Comprei uma M200 nova, por 80 e tal euros, com a certeza de me durar até 2045. O empregado, entretanto, perguntou-me se não queria reparar a velha. Disse logo que sim, claro, se fosse possível. Para além do valor sentimental da caneta - quase tudo o que escrevi começou com ela - o aparo tinha-se habituado às minhas excentricidades canhotas.

O processo do Corte Inglés é simples: mandaram a caneta para uma oficina especializada em Espanha ou na Alemanha, apetrechada de peças legítimas da Pelikan, e depois telefonaram-me com um orçamento: trinta euros, incluindo todos os portes.

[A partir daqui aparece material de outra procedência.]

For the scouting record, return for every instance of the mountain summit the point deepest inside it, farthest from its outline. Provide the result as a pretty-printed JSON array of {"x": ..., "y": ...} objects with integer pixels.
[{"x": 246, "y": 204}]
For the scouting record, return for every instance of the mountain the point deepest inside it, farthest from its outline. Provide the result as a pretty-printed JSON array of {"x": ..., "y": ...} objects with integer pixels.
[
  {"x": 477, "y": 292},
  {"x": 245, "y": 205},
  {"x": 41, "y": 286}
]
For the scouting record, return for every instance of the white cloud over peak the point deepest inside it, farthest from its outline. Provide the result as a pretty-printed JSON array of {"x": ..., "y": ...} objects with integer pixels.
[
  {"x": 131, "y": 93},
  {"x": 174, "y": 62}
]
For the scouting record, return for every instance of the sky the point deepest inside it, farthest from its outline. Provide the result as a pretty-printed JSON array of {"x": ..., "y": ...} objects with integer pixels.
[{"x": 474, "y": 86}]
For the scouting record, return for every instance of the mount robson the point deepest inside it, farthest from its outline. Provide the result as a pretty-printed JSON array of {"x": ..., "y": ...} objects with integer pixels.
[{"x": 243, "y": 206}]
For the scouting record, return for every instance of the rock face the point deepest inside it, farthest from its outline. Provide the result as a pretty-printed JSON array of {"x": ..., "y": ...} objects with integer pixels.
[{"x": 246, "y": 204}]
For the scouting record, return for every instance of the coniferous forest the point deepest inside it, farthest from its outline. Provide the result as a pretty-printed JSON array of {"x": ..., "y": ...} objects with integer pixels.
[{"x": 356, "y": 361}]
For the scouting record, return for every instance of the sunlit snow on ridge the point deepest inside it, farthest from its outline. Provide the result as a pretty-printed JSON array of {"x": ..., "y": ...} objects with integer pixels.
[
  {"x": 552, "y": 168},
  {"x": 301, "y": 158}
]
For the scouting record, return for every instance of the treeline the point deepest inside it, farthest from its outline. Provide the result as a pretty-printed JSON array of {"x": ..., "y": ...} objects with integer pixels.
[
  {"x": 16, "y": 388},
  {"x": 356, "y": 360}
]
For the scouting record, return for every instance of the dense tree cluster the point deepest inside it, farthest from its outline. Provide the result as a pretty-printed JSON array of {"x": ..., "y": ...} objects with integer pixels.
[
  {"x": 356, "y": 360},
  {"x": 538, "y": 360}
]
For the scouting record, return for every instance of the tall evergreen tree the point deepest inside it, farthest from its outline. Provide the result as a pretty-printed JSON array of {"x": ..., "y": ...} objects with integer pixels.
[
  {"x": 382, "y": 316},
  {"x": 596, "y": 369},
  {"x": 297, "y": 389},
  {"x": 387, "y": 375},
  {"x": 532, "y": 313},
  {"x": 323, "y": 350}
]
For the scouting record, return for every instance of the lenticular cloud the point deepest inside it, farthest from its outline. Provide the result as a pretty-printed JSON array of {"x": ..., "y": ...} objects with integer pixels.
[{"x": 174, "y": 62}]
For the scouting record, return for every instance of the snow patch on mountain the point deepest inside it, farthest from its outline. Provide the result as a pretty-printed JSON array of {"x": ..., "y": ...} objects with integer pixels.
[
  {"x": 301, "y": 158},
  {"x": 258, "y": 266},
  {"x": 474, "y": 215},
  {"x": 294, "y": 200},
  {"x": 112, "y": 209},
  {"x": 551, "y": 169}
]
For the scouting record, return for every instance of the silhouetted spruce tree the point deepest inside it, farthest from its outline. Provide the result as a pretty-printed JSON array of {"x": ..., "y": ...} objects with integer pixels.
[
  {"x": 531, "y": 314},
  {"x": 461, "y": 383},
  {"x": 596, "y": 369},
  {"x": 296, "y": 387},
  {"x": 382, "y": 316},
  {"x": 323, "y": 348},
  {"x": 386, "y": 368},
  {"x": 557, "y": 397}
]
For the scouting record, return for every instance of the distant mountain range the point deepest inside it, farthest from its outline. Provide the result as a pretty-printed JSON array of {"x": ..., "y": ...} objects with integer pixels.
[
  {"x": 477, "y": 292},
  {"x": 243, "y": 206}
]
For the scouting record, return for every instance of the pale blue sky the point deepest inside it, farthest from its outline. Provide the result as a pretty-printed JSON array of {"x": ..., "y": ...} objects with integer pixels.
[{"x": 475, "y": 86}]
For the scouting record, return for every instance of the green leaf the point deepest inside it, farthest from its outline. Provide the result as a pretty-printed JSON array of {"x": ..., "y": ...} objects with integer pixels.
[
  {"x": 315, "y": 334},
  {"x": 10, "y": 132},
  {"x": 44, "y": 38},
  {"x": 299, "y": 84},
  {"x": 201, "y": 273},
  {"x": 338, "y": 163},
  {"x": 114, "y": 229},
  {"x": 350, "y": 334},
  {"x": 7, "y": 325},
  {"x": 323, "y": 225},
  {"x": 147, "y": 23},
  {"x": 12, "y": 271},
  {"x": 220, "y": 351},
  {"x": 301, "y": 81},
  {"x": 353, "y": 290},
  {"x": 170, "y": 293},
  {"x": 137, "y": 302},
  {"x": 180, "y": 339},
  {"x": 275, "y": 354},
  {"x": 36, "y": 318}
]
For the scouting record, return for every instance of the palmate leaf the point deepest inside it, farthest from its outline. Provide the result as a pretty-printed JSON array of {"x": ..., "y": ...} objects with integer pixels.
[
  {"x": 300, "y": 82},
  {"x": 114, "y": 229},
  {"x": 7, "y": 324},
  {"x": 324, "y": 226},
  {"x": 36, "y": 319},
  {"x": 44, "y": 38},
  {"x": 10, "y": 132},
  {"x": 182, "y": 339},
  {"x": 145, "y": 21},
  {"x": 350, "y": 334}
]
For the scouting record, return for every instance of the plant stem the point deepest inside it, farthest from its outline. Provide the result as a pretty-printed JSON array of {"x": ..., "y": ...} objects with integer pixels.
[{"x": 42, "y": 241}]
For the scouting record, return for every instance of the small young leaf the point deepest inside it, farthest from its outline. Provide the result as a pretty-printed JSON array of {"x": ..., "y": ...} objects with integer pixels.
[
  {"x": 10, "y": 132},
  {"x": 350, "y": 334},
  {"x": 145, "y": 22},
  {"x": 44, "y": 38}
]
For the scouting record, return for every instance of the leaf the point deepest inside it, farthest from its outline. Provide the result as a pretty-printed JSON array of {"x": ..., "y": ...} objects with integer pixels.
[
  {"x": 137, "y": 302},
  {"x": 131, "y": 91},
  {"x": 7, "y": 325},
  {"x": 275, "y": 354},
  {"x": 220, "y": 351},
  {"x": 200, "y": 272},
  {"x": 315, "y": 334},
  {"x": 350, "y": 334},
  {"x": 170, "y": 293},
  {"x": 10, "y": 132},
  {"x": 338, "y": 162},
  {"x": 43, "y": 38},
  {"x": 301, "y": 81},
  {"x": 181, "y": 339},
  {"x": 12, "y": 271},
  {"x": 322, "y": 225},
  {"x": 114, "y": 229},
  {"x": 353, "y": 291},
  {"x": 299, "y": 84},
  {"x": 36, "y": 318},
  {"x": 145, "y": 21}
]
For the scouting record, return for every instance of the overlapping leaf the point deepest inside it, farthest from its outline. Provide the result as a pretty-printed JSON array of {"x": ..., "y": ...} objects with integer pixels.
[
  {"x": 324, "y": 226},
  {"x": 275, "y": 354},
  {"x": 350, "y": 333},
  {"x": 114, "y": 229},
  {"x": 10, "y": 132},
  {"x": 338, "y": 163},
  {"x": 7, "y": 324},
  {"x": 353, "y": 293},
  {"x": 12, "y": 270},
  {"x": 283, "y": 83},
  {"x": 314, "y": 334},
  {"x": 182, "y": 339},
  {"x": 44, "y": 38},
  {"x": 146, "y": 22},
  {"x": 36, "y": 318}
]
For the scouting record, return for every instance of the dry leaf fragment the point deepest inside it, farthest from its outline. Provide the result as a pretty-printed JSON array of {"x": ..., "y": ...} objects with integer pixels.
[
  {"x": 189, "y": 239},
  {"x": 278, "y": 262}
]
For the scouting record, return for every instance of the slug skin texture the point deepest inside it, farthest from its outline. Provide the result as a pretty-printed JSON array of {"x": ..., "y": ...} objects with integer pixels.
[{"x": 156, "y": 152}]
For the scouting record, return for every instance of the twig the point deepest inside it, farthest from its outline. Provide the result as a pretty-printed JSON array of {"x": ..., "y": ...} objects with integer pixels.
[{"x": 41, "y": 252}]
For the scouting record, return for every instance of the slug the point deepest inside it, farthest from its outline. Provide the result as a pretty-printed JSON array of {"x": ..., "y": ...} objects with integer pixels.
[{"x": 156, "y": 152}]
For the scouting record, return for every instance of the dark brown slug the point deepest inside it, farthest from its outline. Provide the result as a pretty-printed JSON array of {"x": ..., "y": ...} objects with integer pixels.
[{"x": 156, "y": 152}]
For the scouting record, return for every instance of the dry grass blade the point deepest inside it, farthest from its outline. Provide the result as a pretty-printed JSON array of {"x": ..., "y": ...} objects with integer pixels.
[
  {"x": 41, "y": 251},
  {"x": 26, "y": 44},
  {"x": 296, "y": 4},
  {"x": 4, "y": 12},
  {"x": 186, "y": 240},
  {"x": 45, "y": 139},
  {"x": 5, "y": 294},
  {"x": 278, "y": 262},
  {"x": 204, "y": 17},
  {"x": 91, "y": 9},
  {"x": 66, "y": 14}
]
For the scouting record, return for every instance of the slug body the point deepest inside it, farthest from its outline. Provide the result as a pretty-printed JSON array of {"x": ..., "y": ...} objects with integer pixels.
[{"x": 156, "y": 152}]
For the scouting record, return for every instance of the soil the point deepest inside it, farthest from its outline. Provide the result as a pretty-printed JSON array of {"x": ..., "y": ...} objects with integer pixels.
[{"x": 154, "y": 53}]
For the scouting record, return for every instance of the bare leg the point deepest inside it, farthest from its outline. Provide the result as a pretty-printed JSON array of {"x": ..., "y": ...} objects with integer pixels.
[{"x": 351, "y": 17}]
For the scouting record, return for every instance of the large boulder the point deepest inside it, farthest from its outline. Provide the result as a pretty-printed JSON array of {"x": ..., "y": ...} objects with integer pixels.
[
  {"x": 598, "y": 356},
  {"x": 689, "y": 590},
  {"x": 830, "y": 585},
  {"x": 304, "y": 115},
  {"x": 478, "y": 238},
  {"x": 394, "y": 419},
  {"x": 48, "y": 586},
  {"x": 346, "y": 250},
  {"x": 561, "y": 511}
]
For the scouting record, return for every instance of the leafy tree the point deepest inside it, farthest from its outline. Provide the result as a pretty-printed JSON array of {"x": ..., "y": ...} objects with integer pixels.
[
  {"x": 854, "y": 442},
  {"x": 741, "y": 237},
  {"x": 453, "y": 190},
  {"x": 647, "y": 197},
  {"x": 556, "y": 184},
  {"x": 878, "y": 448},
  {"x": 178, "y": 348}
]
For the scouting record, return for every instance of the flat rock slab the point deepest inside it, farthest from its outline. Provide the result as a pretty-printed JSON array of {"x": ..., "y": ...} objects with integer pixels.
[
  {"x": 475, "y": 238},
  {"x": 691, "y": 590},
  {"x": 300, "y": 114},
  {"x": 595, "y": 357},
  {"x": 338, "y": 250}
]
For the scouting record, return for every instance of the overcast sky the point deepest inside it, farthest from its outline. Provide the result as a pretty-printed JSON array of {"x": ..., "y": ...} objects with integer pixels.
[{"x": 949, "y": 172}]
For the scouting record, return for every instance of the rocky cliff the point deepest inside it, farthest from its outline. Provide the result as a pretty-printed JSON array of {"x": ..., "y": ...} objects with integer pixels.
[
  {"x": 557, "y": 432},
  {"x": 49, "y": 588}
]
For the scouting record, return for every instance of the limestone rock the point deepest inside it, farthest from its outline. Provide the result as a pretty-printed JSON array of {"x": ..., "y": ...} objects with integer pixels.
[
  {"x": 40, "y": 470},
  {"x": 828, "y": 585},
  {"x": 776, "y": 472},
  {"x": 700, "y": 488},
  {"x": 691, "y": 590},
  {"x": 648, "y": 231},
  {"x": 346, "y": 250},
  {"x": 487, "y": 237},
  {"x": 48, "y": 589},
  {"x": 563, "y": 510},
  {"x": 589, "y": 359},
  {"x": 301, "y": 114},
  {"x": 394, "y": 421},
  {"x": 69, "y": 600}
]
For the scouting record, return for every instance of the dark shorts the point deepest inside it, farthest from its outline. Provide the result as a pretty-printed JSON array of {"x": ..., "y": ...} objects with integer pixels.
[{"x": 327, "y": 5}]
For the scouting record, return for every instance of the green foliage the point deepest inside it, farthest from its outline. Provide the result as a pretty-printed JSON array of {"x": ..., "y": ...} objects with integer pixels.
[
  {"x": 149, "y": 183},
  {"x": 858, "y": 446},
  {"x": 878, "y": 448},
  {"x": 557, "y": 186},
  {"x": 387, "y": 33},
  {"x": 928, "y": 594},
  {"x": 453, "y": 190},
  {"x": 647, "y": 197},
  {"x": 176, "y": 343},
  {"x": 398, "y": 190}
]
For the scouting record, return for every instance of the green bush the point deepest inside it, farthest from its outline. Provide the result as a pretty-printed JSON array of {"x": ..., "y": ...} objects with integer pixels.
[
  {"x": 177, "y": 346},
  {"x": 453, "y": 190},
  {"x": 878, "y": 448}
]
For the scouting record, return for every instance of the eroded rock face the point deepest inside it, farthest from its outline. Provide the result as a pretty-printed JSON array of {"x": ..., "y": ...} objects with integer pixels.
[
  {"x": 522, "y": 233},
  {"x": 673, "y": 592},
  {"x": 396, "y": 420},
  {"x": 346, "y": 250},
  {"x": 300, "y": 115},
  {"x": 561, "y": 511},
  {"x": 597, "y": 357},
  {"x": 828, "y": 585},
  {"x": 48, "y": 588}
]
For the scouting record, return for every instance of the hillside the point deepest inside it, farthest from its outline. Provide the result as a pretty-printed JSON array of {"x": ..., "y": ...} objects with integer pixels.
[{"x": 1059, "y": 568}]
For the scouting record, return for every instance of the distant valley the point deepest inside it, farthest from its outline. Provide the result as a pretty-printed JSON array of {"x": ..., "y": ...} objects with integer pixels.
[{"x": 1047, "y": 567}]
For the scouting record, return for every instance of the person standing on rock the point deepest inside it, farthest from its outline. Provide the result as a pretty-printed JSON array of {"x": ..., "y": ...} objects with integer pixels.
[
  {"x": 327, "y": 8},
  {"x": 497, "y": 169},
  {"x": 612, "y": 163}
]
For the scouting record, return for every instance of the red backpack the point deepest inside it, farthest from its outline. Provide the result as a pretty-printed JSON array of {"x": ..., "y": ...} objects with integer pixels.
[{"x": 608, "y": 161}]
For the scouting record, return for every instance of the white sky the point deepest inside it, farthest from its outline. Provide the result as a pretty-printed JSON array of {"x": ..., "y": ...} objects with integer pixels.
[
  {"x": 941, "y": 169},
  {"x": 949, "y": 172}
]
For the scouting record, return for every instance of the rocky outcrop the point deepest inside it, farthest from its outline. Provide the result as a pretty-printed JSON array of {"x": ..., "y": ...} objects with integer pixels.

Disse logo que sim e, passado um mês, telefonaram-me a dizer que estava pronta. Levei uns meses a ir buscá-la e, quando finalmente lá fui, duvidei que a caneta pudesse ficar igual ao que era.

Tendo-me entretanto habituado à Pelikan substituta pensei que já não fosse possível lembrar-me da solidária fluidez da antiga. Mal cheguei a casa enchi-a e desatei a escrever. Passados uns minutos, esqueci-me que estava a experimentá-la. Estávamos a escrever outra vez.